Diário de um Técnico de Enfermagem: o matambre e a costela no armário

Durante os últimos 45 dias, acompanhei um paciente descendente de italianos, de 89 anos, diagnosticado com cistite. A cistite é uma inflamação da bexiga, geralmente causada por infecção bacteriana, que pode provocar dor ao urinar, urgência frequente e desconforto abdominal. Em pacientes idosos, exige atenção especial para evitar complicações.

Desde o primeiro dia, ele enfrentou o tratamento com um sorriso no rosto. Mesmo nos momentos mais difíceis, sempre tinha uma piada ou uma história para contar. Sua grande paixão era ouvir a rádio Difusora de Bento Gonçalves, acompanhando as notícias e as músicas que relembravam sua juventude. Enquanto ajustava o soro ou administrava os medicamentos, lá estava ele, cantarolando junto com os sucessos musicais que ecoavam pelo quarto.

Em um domingo de plantão, entre uma conversa e outra, perguntei brincando: “E aí, estava bom o churrasco do meio-dia?” Com um olhar maroto, ele respondeu: “Sim, comi, meu genro trouxe.” Então falei: “E guardou um pedaço para mim?” Sem hesitar, ele sorriu e disse: “Claro, tem um pedaço de matambre e uma costelinha ali no armário, é só pegar!”

Para minha surpresa, ao abrir o armário, lá estava realmente um prato bem arrumado com os pedaços de carne guardados com carinho. Foi um momento de risadas e cumplicidade, que reforçou ainda mais o vínculo criado ao longo do tratamento.

Esses momentos leves e espontâneos são a prova de que, na área da saúde, o vínculo entre profissional e paciente vai além do tratamento clínico. Com o tempo, criamos laços de amizade, compartilhamos histórias e aprendemos lições valiosas.
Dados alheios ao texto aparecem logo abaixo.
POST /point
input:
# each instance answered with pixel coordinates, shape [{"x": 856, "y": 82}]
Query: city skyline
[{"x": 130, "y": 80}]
O cuidado é uma via de mão dupla: enquanto cuidamos da saúde física dos pacientes, eles nos ensinam sobre resiliência, alegria e o verdadeiro sentido da vida.

Por Marcelo Marques
Técnico de Enfermagem

.

Diário de um Técnico de Enfermagem – O churrasco dos guri

Intervalo no hospital é coisa sagrada, quando acontece, vira quase um evento. No refeitório, por cerca de trinta minutos, a equipe se reúne para jantar e colocar a conversa em dia.

O Técnico de Enfermagem Marcelo, lá de Lavras do Sul, sempre puxa o assunto do pampa gaúcho, com suas tradições e festas. Da Gestão de Fluxo, Marcos e Samantha, de São Francisco de Assis, juram que a melhor festa do Rio Grande do Sul acontece na Região Central do Estado. Já a enfermeira Jennifer, de São Borja, não perde a chance de enaltecer sua região.

Entre um prato de comida e outro, surgiu a ideia entre o Marcos e o Marcelo de fazer um churrasco e reunir a turma: “Bah, vamos fazer um churrasco dos guri! A gente só fala de tradição e carne boa, mas nunca assamos nada juntos!” Todos concordaram e até convidaram Michel, o paulista recém-chegado de Santos. Ele, acostumado a praia e pastel de feira, ficou animado com a ideia.

O problema? Já se passaram 50 dias e o tal churrasco nunca saiu do papel. Cada intervalo de jantar é a mesma coisa:

“Vamos marcar pro fim de semana!”
“É, mas esse sábado não dá, tem plantão…”
“E domingo?”
“Domingo eu descanso, tchê!”

E assim, o churrasco segue sendo um mito hospitalar.

Michel, que trabalha no turno inverso até brincou pelo Whatsapp: “Acho que vou voltar pra Santos antes de ver essa carne assando!”

Mas no fundo, todos sabem: mais importante que o churrasco é a amizade que nasceu entre as refeições e os plantões. Porque no hospital, a vida é corrida, mas um intervalo bem aproveitado vale mais do que um espeto de picanha… ou quase!